Ele lembra que, mesmo com avanços como a Lei nº 14.690/2023, que limitou o valor da dívida do cartão de crédito a até o dobro do débito original, o ambiente de crédito segue caro e restritivo, perpetuando o ciclo de endividamento.
Organização financeira e estabilidade emocional
A consultora financeira do Will Bank, Mila Gaudencio, destaca que o desemprego não afeta apenas o bolso, mas também a autoestima e o senso de estabilidade. “Sem estabilidade emocional, é difícil manter estabilidade financeira”, afirma.
Segundo a economista, é essencial agir em duas frentes: reduzir despesas e buscar novas fontes de renda, sem ignorar o impacto emocional envolvido. “Comece organizando o cenário atual, priorizando o essencial — moradia, alimentação, transporte e saúde. Isso ajuda a recuperar o senso de controle e sair do modo de urgência.”
Ela defende que o crédito deve ser usado com consciência e estratégia. “O foco não é eliminar o crédito, mas usá-lo de forma planejada, para reorganizar as finanças, não para sobrecarregar”, diz.

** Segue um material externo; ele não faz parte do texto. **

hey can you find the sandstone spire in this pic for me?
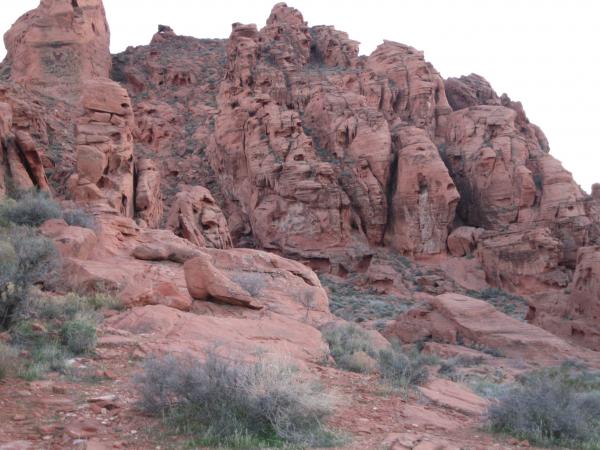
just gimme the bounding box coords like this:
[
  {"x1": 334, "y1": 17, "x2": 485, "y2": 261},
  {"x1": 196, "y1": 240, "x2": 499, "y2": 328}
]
[{"x1": 3, "y1": 0, "x2": 111, "y2": 94}]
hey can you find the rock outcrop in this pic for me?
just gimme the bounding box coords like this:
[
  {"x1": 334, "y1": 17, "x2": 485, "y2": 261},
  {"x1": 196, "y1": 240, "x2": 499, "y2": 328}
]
[
  {"x1": 386, "y1": 293, "x2": 599, "y2": 365},
  {"x1": 0, "y1": 100, "x2": 50, "y2": 195},
  {"x1": 166, "y1": 185, "x2": 232, "y2": 249},
  {"x1": 69, "y1": 79, "x2": 135, "y2": 217},
  {"x1": 385, "y1": 125, "x2": 459, "y2": 255},
  {"x1": 3, "y1": 0, "x2": 111, "y2": 95},
  {"x1": 134, "y1": 158, "x2": 163, "y2": 227},
  {"x1": 528, "y1": 245, "x2": 600, "y2": 350}
]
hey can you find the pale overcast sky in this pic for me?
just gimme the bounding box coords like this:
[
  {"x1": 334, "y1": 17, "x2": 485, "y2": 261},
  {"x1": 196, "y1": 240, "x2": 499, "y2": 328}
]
[{"x1": 1, "y1": 1, "x2": 599, "y2": 192}]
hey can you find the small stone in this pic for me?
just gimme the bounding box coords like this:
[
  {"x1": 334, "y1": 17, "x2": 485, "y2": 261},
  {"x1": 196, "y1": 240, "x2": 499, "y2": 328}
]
[{"x1": 52, "y1": 385, "x2": 67, "y2": 395}]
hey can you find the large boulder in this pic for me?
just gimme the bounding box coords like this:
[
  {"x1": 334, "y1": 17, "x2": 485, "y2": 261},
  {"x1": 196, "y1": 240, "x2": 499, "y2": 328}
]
[
  {"x1": 476, "y1": 227, "x2": 568, "y2": 291},
  {"x1": 183, "y1": 248, "x2": 331, "y2": 324},
  {"x1": 386, "y1": 293, "x2": 599, "y2": 365}
]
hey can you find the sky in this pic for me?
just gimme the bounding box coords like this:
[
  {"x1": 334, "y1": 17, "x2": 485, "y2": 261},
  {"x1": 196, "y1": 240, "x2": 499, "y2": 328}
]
[{"x1": 1, "y1": 1, "x2": 599, "y2": 192}]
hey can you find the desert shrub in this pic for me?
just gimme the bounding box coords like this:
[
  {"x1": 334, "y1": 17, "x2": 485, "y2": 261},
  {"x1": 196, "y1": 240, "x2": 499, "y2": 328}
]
[
  {"x1": 378, "y1": 347, "x2": 429, "y2": 393},
  {"x1": 0, "y1": 191, "x2": 62, "y2": 227},
  {"x1": 439, "y1": 355, "x2": 484, "y2": 379},
  {"x1": 19, "y1": 342, "x2": 68, "y2": 380},
  {"x1": 18, "y1": 292, "x2": 122, "y2": 323},
  {"x1": 63, "y1": 208, "x2": 96, "y2": 229},
  {"x1": 60, "y1": 318, "x2": 97, "y2": 355},
  {"x1": 322, "y1": 322, "x2": 377, "y2": 373},
  {"x1": 0, "y1": 227, "x2": 60, "y2": 327},
  {"x1": 319, "y1": 276, "x2": 413, "y2": 322},
  {"x1": 0, "y1": 343, "x2": 20, "y2": 380},
  {"x1": 135, "y1": 353, "x2": 338, "y2": 447},
  {"x1": 488, "y1": 367, "x2": 600, "y2": 448}
]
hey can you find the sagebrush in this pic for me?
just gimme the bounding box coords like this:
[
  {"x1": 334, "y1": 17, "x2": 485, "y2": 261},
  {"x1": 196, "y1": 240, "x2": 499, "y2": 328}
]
[
  {"x1": 488, "y1": 365, "x2": 600, "y2": 448},
  {"x1": 135, "y1": 353, "x2": 339, "y2": 447},
  {"x1": 322, "y1": 322, "x2": 377, "y2": 373}
]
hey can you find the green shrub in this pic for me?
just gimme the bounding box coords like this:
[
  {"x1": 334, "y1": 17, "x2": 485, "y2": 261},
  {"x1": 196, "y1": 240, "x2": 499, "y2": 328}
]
[
  {"x1": 322, "y1": 322, "x2": 377, "y2": 373},
  {"x1": 0, "y1": 227, "x2": 60, "y2": 327},
  {"x1": 19, "y1": 342, "x2": 68, "y2": 380},
  {"x1": 63, "y1": 208, "x2": 96, "y2": 229},
  {"x1": 0, "y1": 343, "x2": 19, "y2": 380},
  {"x1": 378, "y1": 347, "x2": 429, "y2": 393},
  {"x1": 19, "y1": 292, "x2": 122, "y2": 323},
  {"x1": 488, "y1": 366, "x2": 600, "y2": 448},
  {"x1": 61, "y1": 318, "x2": 97, "y2": 355},
  {"x1": 10, "y1": 320, "x2": 47, "y2": 347},
  {"x1": 0, "y1": 191, "x2": 62, "y2": 227},
  {"x1": 135, "y1": 354, "x2": 338, "y2": 447}
]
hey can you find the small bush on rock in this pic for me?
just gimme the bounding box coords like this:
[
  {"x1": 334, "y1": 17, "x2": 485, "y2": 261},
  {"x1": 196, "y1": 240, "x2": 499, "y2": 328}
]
[
  {"x1": 134, "y1": 353, "x2": 339, "y2": 448},
  {"x1": 378, "y1": 346, "x2": 429, "y2": 393},
  {"x1": 60, "y1": 318, "x2": 97, "y2": 355},
  {"x1": 488, "y1": 365, "x2": 600, "y2": 448},
  {"x1": 63, "y1": 208, "x2": 96, "y2": 229},
  {"x1": 322, "y1": 322, "x2": 377, "y2": 373},
  {"x1": 0, "y1": 343, "x2": 20, "y2": 380},
  {"x1": 0, "y1": 191, "x2": 62, "y2": 227},
  {"x1": 0, "y1": 227, "x2": 60, "y2": 327}
]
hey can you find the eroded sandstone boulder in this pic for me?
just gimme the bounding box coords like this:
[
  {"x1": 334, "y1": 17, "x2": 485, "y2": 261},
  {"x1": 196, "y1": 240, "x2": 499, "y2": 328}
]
[
  {"x1": 447, "y1": 226, "x2": 484, "y2": 257},
  {"x1": 166, "y1": 185, "x2": 232, "y2": 249},
  {"x1": 386, "y1": 293, "x2": 598, "y2": 365},
  {"x1": 0, "y1": 101, "x2": 49, "y2": 194},
  {"x1": 184, "y1": 247, "x2": 331, "y2": 323},
  {"x1": 476, "y1": 227, "x2": 569, "y2": 291}
]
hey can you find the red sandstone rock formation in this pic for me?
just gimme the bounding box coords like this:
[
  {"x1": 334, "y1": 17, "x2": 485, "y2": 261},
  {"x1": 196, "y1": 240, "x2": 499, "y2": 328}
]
[
  {"x1": 3, "y1": 0, "x2": 111, "y2": 95},
  {"x1": 134, "y1": 158, "x2": 163, "y2": 228},
  {"x1": 166, "y1": 185, "x2": 232, "y2": 249},
  {"x1": 528, "y1": 245, "x2": 600, "y2": 350},
  {"x1": 386, "y1": 293, "x2": 599, "y2": 365},
  {"x1": 69, "y1": 79, "x2": 135, "y2": 217}
]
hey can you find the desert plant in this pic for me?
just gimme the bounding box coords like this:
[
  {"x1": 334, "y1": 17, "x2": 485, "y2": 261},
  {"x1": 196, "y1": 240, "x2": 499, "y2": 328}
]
[
  {"x1": 19, "y1": 342, "x2": 68, "y2": 380},
  {"x1": 63, "y1": 208, "x2": 96, "y2": 229},
  {"x1": 60, "y1": 318, "x2": 97, "y2": 355},
  {"x1": 0, "y1": 343, "x2": 19, "y2": 380},
  {"x1": 0, "y1": 191, "x2": 62, "y2": 227},
  {"x1": 488, "y1": 367, "x2": 600, "y2": 448},
  {"x1": 134, "y1": 353, "x2": 338, "y2": 447},
  {"x1": 378, "y1": 347, "x2": 429, "y2": 394},
  {"x1": 322, "y1": 322, "x2": 377, "y2": 373},
  {"x1": 18, "y1": 292, "x2": 122, "y2": 323},
  {"x1": 0, "y1": 227, "x2": 60, "y2": 327}
]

Para a consultora do Will Bank, educação financeira não deve começar apenas na crise. “Ela pode nascer no cotidiano, nas pequenas escolhas. O primeiro passo é entender o que entra e o que sai — todas as contas, dívidas e despesas essenciais. Essa visão devolve nitidez e permite enxergar onde há margem para ajustes. Poupar vem depois, como consequência da organização”.